After a quiet Holy Week, the Greek Orthodox churches have a vigil until midnight on Easter Saturday, at which point the priest produces a lighted candle. All the people attending also bring candles; the priest lights one of them, saying: χριστος ανεστι - 'Christos anesti' phonetically, meaning ' Christ is risen' - to which the response is: αλεθως ανεστι - ' alethos anesti' - meaning ' he is risen indeed' (similar to the words used at the start of Anglican services on Easter day).
Then there's a ceremony that involves burning an effigy of Judas Iscariot, who betrayed Jesus. It sounded rather barbaric to me until someone pointed out that in the UK we do the same kind of thing with Guy Fawkes on bonfire night. And there's a procession around the church, too. We've never been to one of these Easter night services - I'm decidedly not a night-owl - but we've heard about them from friends. Particularly friends who live near Greek Orthodox Churches, who can pretty much guarantee not to get to sleep until about 1am.
A couple of years ago they started having fireworks in addition, at midnight.
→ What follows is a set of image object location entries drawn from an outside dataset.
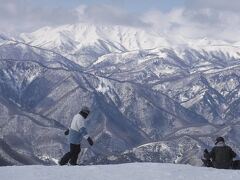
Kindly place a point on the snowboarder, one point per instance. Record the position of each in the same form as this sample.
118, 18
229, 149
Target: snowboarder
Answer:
221, 155
206, 159
75, 133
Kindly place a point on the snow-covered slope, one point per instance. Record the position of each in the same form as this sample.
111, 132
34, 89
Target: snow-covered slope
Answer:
135, 171
145, 93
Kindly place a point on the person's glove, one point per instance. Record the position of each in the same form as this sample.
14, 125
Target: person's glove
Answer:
90, 141
66, 132
206, 151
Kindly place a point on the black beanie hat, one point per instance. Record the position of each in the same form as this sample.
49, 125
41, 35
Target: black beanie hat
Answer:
219, 139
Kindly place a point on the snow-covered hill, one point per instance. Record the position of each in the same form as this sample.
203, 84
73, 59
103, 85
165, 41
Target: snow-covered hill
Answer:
152, 100
135, 171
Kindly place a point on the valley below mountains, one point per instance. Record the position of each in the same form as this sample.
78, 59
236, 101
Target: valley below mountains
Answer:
151, 100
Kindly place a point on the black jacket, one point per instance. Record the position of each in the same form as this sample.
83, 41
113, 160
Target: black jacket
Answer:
222, 156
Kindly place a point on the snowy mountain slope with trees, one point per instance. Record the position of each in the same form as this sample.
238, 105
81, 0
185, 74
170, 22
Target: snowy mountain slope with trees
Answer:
134, 171
151, 101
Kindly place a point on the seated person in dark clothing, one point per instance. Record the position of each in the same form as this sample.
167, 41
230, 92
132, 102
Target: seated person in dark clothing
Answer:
221, 155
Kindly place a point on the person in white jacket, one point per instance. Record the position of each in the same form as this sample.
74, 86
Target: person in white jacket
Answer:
76, 133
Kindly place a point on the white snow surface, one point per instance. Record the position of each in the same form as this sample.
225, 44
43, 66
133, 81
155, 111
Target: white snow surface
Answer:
133, 171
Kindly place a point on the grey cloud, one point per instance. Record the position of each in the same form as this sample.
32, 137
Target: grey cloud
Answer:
23, 15
223, 5
106, 14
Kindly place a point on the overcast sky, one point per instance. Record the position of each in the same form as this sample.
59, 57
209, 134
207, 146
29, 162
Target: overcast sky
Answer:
219, 19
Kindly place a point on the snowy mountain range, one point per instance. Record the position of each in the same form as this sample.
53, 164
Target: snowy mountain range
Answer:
152, 98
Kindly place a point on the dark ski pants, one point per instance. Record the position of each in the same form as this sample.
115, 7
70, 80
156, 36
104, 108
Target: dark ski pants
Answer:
71, 156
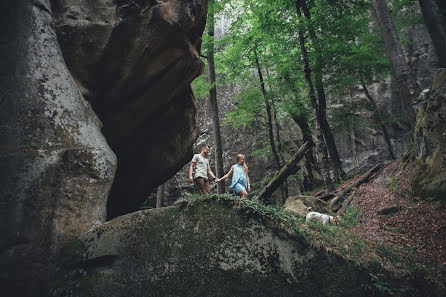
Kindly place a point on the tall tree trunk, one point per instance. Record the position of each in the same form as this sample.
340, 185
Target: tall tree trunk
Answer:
442, 12
309, 158
379, 120
160, 195
322, 106
320, 144
302, 120
269, 121
353, 138
213, 103
406, 84
436, 31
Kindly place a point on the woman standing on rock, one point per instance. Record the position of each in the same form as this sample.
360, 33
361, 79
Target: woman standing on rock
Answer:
240, 179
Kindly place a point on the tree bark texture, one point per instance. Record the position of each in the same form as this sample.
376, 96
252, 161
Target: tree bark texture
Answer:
160, 195
213, 104
284, 187
379, 120
268, 114
320, 144
289, 168
436, 31
408, 89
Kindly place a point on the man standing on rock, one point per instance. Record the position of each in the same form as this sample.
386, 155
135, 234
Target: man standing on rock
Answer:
201, 169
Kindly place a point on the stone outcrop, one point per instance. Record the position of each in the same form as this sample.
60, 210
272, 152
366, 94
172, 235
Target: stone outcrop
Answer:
429, 174
364, 147
72, 72
56, 167
134, 61
207, 249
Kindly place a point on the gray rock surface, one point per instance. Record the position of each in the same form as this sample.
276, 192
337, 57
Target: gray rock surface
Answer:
208, 249
360, 150
134, 61
429, 151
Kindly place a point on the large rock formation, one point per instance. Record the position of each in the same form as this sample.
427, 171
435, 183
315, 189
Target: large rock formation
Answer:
209, 249
56, 166
134, 61
429, 174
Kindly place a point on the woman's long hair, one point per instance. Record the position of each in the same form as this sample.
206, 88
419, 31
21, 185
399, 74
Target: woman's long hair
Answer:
238, 158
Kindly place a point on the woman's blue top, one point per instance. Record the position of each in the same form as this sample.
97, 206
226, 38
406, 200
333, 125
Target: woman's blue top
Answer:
239, 176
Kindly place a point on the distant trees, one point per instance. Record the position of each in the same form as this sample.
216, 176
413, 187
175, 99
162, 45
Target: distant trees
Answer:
312, 52
213, 96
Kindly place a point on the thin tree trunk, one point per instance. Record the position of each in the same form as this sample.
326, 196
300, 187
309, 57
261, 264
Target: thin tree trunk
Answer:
284, 187
302, 121
353, 137
269, 120
442, 12
289, 168
379, 120
320, 144
213, 104
436, 31
408, 89
160, 195
322, 107
309, 158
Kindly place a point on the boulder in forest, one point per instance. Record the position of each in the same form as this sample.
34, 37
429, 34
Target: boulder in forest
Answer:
299, 204
429, 174
204, 249
134, 61
56, 166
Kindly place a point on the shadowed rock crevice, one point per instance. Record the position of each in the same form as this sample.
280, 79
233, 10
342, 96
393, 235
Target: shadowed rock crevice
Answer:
134, 61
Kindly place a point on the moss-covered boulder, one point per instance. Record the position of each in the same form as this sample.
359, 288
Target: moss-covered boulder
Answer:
207, 249
429, 175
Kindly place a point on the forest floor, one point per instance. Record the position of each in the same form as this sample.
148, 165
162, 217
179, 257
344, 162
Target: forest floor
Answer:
393, 216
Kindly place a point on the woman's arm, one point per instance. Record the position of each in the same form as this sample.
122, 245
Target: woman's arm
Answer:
225, 176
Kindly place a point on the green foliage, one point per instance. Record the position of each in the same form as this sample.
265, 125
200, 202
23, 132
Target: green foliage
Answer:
248, 105
351, 217
380, 283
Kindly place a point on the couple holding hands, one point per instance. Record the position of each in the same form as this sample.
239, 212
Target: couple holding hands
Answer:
199, 170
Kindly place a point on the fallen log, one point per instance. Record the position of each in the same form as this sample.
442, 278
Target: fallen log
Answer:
288, 169
342, 194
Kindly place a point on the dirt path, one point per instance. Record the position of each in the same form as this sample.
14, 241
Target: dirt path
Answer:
417, 225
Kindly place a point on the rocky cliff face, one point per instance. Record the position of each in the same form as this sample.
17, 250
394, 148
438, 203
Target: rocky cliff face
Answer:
132, 61
429, 150
363, 148
208, 249
360, 148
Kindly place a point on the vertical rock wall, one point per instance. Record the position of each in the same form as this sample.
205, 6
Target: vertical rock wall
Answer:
134, 61
71, 72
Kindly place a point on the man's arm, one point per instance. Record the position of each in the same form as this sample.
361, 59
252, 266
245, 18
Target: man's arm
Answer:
191, 170
211, 173
224, 176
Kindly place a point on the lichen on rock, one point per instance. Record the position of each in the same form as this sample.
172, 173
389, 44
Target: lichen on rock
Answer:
210, 249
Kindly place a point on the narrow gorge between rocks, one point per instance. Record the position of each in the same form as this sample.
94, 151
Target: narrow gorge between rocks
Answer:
338, 107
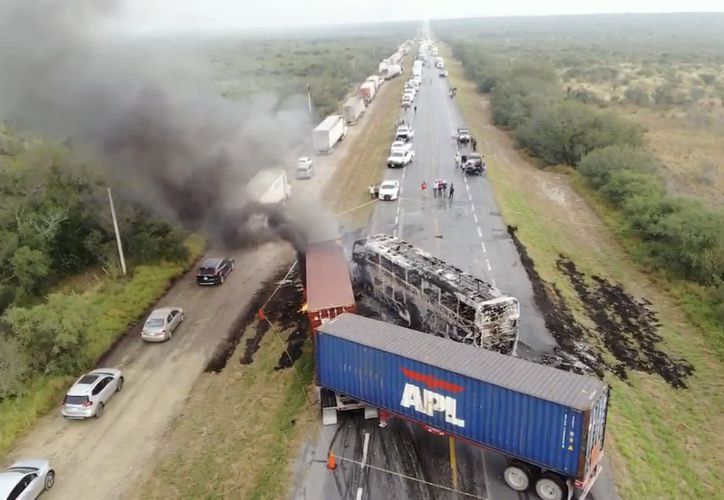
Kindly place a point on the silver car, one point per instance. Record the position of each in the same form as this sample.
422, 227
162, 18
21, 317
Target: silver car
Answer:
26, 479
91, 392
161, 324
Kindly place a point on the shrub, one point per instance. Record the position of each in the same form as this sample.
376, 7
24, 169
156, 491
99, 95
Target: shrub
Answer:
54, 333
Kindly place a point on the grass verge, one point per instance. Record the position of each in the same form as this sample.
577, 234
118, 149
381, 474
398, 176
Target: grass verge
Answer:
662, 442
240, 430
120, 303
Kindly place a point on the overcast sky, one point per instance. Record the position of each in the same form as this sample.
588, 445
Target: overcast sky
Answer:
192, 15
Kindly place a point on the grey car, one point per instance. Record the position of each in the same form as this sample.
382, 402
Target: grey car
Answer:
161, 324
91, 392
26, 479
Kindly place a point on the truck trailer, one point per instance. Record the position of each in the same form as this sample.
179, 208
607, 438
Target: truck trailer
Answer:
367, 91
433, 296
328, 288
353, 109
393, 70
549, 424
328, 133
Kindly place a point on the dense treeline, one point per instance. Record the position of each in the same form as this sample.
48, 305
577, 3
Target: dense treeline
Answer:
331, 67
681, 235
55, 223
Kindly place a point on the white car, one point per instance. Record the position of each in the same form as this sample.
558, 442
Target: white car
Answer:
91, 392
389, 190
305, 168
26, 479
161, 324
400, 159
400, 147
404, 133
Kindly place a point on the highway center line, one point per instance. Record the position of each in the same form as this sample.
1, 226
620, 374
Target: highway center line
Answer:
365, 449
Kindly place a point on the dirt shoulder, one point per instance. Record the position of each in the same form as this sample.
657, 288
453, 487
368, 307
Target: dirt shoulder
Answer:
662, 439
241, 428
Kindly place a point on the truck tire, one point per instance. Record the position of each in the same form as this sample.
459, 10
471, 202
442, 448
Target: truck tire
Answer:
517, 476
551, 487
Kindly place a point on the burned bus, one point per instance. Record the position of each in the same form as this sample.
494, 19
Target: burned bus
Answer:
433, 296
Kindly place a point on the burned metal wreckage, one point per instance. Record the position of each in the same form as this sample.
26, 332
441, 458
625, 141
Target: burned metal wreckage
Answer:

We could hear a few of those from our old house, but if I was asleep I wouldn't notice them.
Last year people started making their own fireworks - a kind of pipe bomb thing - which were noisier, and also more dangerous. I gather they were made illegal in the last year. And so... this year, there were more of them. Last night, I didn't get to sleep until about 11pm anyway - my sister and her family arrived safely, with the plane making good time - but at about 3am I woke, hearing loud bangs. Again, and again. Apparently they'd been going on almost all night... and continued until at least 5am. I got up shortly after 6, totally shattered, then went back to bed again an hour later and slept until nearly 8am. And still felt shattered.
So I didn't make the 9am service at the Community Church. I stayed home and did some of the cooking for lunch instead. In the afternoon we all went out for a walk by the Salt Lake and in the evening I went to the Anglican church Easter evening service, where Tim was playing.
Now it's only quarter past nine and I'm almost falling asleep as I type...
Happy Easter to anyone reading this.